I played the Pawn Shop gig again. I need the money to get back into the studio. There was something missing when I arrived, but I couldn’t put a finger on it.
            “No drummer,” Ray the keyboard player said. “He hurt his back.”
            As the bass player of the band, that’s not what you want to hear when you get to a gig. I’ve never played a gig without a drummer. I looked at Eichenbaum the guitar player, and he had a look of disbelief on his face. The band has three female singers, and they didn’t even flinch with the news. It didn’t bother them at all.
            I found myself tapping my foot more than usual. I was thinking to myself, how am I going to get through this? I looked across the street. There was an old man with a cane waiting at the bus stop. He looked like Santa Claus in sweatpants. He had a long gray beard. I saw him looking at me. He raised his cane and started to dance. It was a beautiful sight. I couldn’t cheat him. I played harder after that.
            Then a pretty lady with salt and pepper hair showed up. She was watching the band, but then disappeared. A short time later she came back holding a Hula-Hoop. She had her boyfriend with her. He set down a lounge chair and she spun the hoop around her waist and started to move. She had the hoop going pretty good. Her boyfriend got up and started to dance. God-damn! I love the spirit. I dug in even deeper with the sight of it.
            The sun had come down. It was getting dark. A young man appeared. He was wearing a suit, but no tie. He came up to me and asked if he could play my bass. I don’t let guys sit in unless I ask them, besides he looked like he was missing some marbles.
            He walked up to Eichenbaum and asked if he could play his guitar. Eichenbaum gave him the look of death. The kid disappeared after that, but to our surprise he came back holding an amplifier, and had a gig bag around his shoulder. He found a place to plug in and started to play. He didn’t bother to ask anybody if it was okay. Eichenbaum was throwing Tomahawks at him with his eyes. The kid had some nerve.
            He was playing pretty well. He knew all the songs. He was an idiot savant. We ended a song.
            “I’m with the band!” he shouted. 
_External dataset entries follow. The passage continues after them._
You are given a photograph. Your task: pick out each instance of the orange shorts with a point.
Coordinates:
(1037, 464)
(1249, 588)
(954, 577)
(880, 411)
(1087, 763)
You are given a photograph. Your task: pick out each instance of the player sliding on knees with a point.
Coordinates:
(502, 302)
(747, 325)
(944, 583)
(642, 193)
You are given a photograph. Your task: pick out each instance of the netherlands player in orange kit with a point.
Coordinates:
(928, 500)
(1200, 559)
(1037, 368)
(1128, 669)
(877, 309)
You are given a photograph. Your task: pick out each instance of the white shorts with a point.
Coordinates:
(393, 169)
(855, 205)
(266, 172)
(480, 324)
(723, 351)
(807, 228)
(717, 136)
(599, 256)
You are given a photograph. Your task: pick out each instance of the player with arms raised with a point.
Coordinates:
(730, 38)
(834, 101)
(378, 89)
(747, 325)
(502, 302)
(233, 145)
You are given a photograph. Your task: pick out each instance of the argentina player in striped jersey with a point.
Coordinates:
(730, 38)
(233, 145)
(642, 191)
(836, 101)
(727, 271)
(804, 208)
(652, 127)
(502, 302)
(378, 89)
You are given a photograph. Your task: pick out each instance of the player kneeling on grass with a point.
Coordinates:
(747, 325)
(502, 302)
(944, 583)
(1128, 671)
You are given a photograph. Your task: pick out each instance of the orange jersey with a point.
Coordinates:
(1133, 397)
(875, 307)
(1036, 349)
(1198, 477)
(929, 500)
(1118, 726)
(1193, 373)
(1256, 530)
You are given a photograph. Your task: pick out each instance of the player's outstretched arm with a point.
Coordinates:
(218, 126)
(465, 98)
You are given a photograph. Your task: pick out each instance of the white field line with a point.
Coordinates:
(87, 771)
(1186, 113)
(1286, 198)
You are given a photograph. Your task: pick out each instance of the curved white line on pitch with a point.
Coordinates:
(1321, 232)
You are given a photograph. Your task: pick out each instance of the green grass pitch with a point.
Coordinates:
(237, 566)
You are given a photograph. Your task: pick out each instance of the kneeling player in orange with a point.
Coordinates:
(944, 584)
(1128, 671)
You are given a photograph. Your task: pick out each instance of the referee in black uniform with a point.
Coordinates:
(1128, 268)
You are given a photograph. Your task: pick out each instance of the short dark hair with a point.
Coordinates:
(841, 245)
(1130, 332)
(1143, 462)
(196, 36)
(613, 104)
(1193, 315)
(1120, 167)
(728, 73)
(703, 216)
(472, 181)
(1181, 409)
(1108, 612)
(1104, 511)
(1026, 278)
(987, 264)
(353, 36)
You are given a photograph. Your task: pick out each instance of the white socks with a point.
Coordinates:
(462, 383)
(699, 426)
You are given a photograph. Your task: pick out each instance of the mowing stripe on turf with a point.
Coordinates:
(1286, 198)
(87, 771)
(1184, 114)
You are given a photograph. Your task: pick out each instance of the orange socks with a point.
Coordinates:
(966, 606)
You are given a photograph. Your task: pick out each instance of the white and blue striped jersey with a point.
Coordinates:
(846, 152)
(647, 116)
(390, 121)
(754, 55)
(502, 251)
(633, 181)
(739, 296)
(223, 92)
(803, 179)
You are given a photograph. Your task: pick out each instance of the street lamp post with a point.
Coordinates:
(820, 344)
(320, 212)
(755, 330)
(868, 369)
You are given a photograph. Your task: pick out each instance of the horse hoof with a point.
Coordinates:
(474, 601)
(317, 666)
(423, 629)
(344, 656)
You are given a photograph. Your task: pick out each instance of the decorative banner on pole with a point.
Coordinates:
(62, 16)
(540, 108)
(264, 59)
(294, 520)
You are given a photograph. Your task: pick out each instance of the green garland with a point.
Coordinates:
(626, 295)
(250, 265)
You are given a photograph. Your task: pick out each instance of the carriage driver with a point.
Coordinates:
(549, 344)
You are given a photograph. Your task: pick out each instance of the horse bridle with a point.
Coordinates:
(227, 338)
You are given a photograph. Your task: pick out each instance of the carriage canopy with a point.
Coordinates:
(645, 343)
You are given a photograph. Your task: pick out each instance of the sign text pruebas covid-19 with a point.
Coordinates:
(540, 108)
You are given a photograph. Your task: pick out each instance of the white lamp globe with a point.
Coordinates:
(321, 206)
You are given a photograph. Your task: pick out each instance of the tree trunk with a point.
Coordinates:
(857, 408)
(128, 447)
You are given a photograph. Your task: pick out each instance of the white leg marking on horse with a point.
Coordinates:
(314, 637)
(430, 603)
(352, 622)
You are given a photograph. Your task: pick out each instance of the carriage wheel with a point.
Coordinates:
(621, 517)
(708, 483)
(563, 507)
Wednesday, January 9, 2013

Oscar Wilde

‘A work of art is the unique result of a unique temperament. Its beauty comes from the fact that the author is what he is. It has nothing to do with the fact that other people want what they want. Indeed, the moment that an artist takes notice of what other people want, and tries to supply the demand, he ceases to be an artist, and becomes a dull or an amusing craftsman, an honest or dishonest tradesman. He has no further claim to be considered as an artist. Oscar Wilde

Monday, January 7, 2013

Spare Change


I was walking on Main Street in Ventura. It was a cold evening and I hadn’t been there in sometime, so everything was fresh and new. I was peeking into the windows of storefronts when a man asked me for some spare change.
“I’m sorry man, I’m fresh out,” I said. I wasn’t lying. I kept walking.
I walked down a side street to get a closer look at the Ventura Theatre. It’s a nice theatre, rich in history. When I was done looking at the theatre I turned around to walk back up Main Street.
“Hey man, can you spare some change?” It was the same man asking for money again. He had his hands in his pockets and was standing in the shadows. He had walked a block up the street and I ran into him again.
“No sorry man,” I said.
“Oh yeah, I remember you I saw you down the street,” the man said, “sorry.”
I went back to looking in windows after the sudden interruption. There were a few thrift stores and antique shops that caught my attention, but they were closed. The street was bustling with restaurants and bars. I’d slow to look in a window and then move on.
I walked a block up. I was near Chestnut Street when I heard from the shadows, “Can you spare some change?” it was the same man again. He had somehow beat me to the point. 
            “Oh yeah, I remember your face, I’ve already asked you, sorry man.”